Here, with DHs walking among us, we probably do not need to factor in 'patients and relatives'.

Unlike others who will probably egg you on to fight or retaliate and kept your flying ego soaring up your imaginary genius plateau, I seriously believe (if you're intelligent enough) you should take a few minutes, sit down in silence, and reflect on your action and what damage you'd done, to others and mostly to yourself (in the long run).

At the end of the reflection, you'll probably find that the greatest thing to do is to continue your journey in the medical with an ardent attitude to educate, to teach and to guide rather than to belittle, to mock or to criticize others who are less inferior in your part of knowledge.

No one knows everything all the time.

If you think you do, probably you should set up a sect or temple after you.
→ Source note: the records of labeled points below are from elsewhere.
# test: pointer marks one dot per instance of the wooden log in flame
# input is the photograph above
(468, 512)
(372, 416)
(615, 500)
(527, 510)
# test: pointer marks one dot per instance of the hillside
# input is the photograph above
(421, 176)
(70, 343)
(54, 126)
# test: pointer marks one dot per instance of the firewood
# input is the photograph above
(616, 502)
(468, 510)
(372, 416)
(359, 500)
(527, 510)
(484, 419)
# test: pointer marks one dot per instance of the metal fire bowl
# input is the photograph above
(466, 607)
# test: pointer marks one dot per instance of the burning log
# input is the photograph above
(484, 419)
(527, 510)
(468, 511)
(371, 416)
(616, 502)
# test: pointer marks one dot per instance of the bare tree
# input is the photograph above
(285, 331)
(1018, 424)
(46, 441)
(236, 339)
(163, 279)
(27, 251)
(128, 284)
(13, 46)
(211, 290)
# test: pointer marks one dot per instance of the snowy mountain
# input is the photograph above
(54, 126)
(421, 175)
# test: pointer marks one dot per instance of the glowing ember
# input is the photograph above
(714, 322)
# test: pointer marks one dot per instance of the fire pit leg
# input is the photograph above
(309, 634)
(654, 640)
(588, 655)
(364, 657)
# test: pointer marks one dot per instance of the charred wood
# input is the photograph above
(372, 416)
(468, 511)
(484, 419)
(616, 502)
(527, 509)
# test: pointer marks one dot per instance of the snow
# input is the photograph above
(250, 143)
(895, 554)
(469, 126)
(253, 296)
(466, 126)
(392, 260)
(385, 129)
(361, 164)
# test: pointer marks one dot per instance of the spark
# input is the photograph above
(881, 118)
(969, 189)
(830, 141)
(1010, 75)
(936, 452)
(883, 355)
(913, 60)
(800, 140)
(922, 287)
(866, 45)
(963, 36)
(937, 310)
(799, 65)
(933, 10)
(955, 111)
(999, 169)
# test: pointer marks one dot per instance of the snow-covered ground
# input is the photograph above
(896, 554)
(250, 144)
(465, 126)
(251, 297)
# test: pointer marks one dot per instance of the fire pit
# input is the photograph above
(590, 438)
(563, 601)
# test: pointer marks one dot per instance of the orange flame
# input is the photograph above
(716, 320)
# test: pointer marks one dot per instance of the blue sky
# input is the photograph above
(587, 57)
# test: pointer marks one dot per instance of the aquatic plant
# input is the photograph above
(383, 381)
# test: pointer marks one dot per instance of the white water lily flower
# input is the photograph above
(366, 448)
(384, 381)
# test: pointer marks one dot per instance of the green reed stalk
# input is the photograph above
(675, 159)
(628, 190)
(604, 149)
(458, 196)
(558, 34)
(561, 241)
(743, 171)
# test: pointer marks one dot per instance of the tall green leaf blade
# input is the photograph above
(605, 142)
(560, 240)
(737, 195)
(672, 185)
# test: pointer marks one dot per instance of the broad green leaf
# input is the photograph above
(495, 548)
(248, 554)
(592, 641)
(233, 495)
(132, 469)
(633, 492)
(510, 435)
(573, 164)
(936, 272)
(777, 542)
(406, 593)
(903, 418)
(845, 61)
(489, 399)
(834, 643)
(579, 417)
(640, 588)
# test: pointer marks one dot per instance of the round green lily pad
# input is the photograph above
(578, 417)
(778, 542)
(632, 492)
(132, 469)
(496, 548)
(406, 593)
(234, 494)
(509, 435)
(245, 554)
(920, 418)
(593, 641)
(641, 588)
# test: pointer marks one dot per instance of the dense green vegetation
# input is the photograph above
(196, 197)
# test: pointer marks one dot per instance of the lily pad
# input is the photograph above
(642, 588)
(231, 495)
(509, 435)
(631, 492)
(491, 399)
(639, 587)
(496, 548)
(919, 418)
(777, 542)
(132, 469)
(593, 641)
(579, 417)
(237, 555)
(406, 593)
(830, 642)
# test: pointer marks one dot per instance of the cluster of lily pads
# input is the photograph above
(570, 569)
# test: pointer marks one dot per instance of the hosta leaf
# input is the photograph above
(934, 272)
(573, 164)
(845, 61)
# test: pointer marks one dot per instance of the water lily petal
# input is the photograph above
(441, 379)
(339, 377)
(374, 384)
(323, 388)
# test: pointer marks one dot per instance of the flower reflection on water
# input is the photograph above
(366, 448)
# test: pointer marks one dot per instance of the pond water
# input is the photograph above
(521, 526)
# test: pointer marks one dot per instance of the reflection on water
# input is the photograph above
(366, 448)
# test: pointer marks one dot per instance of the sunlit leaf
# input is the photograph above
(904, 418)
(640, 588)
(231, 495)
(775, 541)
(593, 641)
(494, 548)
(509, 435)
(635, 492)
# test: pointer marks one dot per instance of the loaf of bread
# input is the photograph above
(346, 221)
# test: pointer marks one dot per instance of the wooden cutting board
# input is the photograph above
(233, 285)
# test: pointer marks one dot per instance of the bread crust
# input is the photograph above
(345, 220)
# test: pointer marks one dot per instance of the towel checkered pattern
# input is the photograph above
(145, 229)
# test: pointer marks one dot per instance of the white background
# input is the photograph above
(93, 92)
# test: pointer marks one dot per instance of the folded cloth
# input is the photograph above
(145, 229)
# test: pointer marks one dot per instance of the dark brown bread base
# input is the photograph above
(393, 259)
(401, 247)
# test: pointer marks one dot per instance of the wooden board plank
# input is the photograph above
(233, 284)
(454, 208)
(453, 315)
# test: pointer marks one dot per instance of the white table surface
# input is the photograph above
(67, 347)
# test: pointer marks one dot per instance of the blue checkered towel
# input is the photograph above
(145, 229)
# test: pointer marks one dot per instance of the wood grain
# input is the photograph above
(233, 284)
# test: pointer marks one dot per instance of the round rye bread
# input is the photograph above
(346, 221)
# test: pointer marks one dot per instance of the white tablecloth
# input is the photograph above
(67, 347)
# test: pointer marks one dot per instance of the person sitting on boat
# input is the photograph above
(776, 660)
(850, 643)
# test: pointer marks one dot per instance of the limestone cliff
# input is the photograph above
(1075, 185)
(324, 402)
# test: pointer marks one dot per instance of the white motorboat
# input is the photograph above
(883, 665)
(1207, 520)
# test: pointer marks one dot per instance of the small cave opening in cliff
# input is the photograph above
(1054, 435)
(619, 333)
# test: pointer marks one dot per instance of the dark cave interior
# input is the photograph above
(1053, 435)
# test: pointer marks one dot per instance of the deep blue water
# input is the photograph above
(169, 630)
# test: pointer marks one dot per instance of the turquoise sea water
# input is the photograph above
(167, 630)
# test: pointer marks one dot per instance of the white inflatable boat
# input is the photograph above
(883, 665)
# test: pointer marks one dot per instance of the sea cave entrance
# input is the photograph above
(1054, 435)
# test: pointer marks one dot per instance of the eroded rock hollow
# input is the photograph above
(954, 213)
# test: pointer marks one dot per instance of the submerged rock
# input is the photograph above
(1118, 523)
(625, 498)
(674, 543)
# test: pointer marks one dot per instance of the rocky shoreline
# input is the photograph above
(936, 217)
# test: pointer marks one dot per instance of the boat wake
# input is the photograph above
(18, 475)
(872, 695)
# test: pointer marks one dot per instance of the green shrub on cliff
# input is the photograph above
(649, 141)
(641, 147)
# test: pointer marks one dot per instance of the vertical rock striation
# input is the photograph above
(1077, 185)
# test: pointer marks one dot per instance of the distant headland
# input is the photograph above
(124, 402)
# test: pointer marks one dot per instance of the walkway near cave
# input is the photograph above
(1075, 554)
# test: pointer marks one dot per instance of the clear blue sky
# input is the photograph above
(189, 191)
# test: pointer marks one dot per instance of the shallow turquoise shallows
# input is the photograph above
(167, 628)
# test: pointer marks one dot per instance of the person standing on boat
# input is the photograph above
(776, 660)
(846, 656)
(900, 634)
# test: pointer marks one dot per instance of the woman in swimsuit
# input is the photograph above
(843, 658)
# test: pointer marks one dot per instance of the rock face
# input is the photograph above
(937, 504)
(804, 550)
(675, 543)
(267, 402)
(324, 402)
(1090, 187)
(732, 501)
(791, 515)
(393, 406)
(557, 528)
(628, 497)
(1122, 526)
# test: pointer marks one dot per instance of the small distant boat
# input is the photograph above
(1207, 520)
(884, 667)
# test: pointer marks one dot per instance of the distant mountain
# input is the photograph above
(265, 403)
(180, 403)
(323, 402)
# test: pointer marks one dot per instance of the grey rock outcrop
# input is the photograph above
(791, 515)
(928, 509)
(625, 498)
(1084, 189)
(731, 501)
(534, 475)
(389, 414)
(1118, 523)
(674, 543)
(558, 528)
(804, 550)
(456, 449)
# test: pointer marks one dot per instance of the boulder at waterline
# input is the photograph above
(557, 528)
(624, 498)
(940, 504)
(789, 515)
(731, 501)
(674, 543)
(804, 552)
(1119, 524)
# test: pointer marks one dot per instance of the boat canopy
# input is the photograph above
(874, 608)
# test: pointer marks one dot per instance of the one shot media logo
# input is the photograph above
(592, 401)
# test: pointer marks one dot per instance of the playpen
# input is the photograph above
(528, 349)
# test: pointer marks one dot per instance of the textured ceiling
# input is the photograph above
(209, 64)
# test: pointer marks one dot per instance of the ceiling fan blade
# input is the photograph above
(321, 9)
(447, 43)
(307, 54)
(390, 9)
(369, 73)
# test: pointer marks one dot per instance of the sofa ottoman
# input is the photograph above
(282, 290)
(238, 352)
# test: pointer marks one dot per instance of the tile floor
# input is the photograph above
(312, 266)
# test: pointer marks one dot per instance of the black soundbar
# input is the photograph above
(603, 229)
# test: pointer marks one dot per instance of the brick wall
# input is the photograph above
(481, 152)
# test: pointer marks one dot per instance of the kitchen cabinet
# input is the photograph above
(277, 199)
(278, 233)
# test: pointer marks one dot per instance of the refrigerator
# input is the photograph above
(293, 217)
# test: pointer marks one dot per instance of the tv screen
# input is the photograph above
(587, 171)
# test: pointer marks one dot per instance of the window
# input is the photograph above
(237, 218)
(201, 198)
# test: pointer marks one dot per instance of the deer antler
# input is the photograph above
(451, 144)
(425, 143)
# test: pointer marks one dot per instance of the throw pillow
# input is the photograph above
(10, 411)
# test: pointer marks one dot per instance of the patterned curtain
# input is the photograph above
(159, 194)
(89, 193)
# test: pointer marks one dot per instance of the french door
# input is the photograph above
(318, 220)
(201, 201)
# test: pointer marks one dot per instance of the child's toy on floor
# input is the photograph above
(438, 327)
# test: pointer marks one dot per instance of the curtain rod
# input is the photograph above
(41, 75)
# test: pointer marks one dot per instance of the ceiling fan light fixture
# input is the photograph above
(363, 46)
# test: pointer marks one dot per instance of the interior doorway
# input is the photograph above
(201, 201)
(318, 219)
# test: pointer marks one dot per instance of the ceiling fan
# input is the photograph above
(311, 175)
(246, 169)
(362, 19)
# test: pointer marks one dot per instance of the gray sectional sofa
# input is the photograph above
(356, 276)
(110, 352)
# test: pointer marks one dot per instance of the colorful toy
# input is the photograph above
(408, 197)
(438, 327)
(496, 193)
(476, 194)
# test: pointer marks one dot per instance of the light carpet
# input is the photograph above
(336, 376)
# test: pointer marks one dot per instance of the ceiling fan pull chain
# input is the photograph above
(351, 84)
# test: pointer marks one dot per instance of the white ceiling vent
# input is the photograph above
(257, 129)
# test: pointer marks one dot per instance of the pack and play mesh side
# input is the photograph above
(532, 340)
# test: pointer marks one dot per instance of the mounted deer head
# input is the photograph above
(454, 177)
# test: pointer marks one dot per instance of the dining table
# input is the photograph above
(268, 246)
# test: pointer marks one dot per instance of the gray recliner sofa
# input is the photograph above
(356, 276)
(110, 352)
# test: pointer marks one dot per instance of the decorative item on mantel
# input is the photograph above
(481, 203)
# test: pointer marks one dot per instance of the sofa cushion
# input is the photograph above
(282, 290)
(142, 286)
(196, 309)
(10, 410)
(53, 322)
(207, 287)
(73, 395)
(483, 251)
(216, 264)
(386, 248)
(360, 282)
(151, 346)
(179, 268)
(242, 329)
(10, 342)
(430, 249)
And last, but not least, the next best thing to do is probably to stretch out your hand and ask for forgiveness from my colleague.

That would probably driven her to tears, but then again, that is absolutely a good reason to shed few tears.

1 comment:

bongkersz said...

In any profession, we always have some assholes and bullies. Stress? What a lame excuse. Go see a psychiatrist hey! Or go on holiday. Well, some people just love to abuse their positions, even with little power.